From identifying the site’s potential for the full-delivery program, to negotiating with property owners, and through assessment, design, construction, monitoring and maintenance, the eight-year, $6 million Farrar Dairy Stream and Wetland Restoration site was the largest project ever awarded to KCI by the North Carolina Ecosystem Enhancement Program.
The project aimed to reestablish an interconnected floodplain corridor by restoring the streams, riparian buffers and forested wetlands along the North Prong of Anderson Creek (NPAC), the main stream through the site. The streams and wetlands at the site had become degraded through poor grazing management, ditching and vegetation removal.

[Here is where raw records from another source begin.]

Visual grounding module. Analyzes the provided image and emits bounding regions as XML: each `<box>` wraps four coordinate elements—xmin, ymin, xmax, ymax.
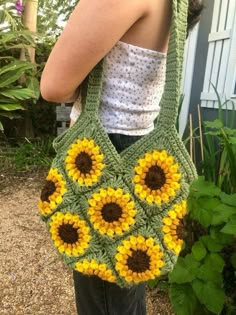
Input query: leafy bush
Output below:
<box><xmin>0</xmin><ymin>1</ymin><xmax>39</xmax><ymax>130</ymax></box>
<box><xmin>169</xmin><ymin>177</ymin><xmax>236</xmax><ymax>315</ymax></box>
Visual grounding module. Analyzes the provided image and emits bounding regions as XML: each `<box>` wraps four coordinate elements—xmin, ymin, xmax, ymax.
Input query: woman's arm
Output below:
<box><xmin>41</xmin><ymin>0</ymin><xmax>148</xmax><ymax>102</ymax></box>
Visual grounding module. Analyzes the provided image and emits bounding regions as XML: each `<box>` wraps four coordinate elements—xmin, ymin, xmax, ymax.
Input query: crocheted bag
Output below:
<box><xmin>39</xmin><ymin>0</ymin><xmax>196</xmax><ymax>287</ymax></box>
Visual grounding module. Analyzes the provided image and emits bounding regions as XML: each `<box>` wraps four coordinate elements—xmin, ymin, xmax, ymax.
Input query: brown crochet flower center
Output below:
<box><xmin>58</xmin><ymin>224</ymin><xmax>79</xmax><ymax>244</ymax></box>
<box><xmin>145</xmin><ymin>165</ymin><xmax>166</xmax><ymax>189</ymax></box>
<box><xmin>75</xmin><ymin>152</ymin><xmax>93</xmax><ymax>174</ymax></box>
<box><xmin>176</xmin><ymin>219</ymin><xmax>186</xmax><ymax>240</ymax></box>
<box><xmin>101</xmin><ymin>202</ymin><xmax>122</xmax><ymax>223</ymax></box>
<box><xmin>40</xmin><ymin>180</ymin><xmax>56</xmax><ymax>202</ymax></box>
<box><xmin>127</xmin><ymin>249</ymin><xmax>150</xmax><ymax>272</ymax></box>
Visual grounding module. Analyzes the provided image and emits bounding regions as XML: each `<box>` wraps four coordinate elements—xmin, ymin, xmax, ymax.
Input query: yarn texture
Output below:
<box><xmin>39</xmin><ymin>0</ymin><xmax>197</xmax><ymax>287</ymax></box>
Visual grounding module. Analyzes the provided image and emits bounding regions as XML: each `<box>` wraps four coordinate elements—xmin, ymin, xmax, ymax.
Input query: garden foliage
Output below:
<box><xmin>0</xmin><ymin>1</ymin><xmax>39</xmax><ymax>130</ymax></box>
<box><xmin>169</xmin><ymin>94</ymin><xmax>236</xmax><ymax>315</ymax></box>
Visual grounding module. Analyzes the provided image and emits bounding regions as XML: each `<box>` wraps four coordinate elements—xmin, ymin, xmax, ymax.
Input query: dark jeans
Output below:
<box><xmin>73</xmin><ymin>134</ymin><xmax>146</xmax><ymax>315</ymax></box>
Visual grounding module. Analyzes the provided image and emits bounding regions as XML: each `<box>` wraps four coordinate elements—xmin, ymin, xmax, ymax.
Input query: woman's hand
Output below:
<box><xmin>41</xmin><ymin>0</ymin><xmax>147</xmax><ymax>103</ymax></box>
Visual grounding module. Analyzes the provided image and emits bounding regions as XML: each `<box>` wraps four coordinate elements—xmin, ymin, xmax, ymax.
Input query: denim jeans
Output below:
<box><xmin>73</xmin><ymin>134</ymin><xmax>146</xmax><ymax>315</ymax></box>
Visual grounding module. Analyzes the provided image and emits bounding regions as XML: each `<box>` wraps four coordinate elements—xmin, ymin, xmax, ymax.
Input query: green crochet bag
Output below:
<box><xmin>39</xmin><ymin>0</ymin><xmax>196</xmax><ymax>287</ymax></box>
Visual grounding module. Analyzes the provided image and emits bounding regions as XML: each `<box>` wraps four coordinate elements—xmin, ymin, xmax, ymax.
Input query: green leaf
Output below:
<box><xmin>170</xmin><ymin>284</ymin><xmax>197</xmax><ymax>315</ymax></box>
<box><xmin>147</xmin><ymin>278</ymin><xmax>158</xmax><ymax>289</ymax></box>
<box><xmin>192</xmin><ymin>241</ymin><xmax>207</xmax><ymax>261</ymax></box>
<box><xmin>188</xmin><ymin>196</ymin><xmax>220</xmax><ymax>228</ymax></box>
<box><xmin>203</xmin><ymin>119</ymin><xmax>223</xmax><ymax>129</ymax></box>
<box><xmin>190</xmin><ymin>176</ymin><xmax>220</xmax><ymax>198</ymax></box>
<box><xmin>205</xmin><ymin>253</ymin><xmax>225</xmax><ymax>272</ymax></box>
<box><xmin>201</xmin><ymin>235</ymin><xmax>224</xmax><ymax>253</ymax></box>
<box><xmin>0</xmin><ymin>104</ymin><xmax>25</xmax><ymax>111</ymax></box>
<box><xmin>230</xmin><ymin>253</ymin><xmax>236</xmax><ymax>270</ymax></box>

KCI conducted a thorough assessment, followed by design, permitting and construction of the site. To the extent practical, design elements were added with the goal of returning the site to its pre-disturbance, natural condition. Scientists incorporated design features to lift the bed of the channel, hold surface water in the wetlands, and treat runoff from cattle feedlots. The restoration plan called for filling and plugging ditches created in the drained hydric soil areas to restore hydrologic conditions. Incoming tributaries to the NPAC were returned to natural channel forms. Existing wetlands of marginal quality were enhanced by removing berms, treating invasive species, and partially filling and regarding open water impoundments. Restored areas were connected to a stream and wetland preservation area along the downstream end of the NPAC creating an interconnected wildlife corridor. Finally, a planting plan was developed and implemented to kick start the re-development of a functional Coastal Plain Small Swamp Stream community through the planting of species known to exist within these community types within the wetland microtopography created as part of the project.
We all want to feel like we are doing things to benefit the world, and the sustainability of our resources, and I think people were able to clearly see that the Farrar Dairy project offered that opportunity
Timothy J. MorrisPractice Leader
The project provided mitigation credit for stream and wetland impacts by restoring, enhancing, and preserving 13,044 linear feet of stream and 112 acres of wetland, while fulfilling the owner’s lifelong dream of converting a large portion of his property into a hunting preserve.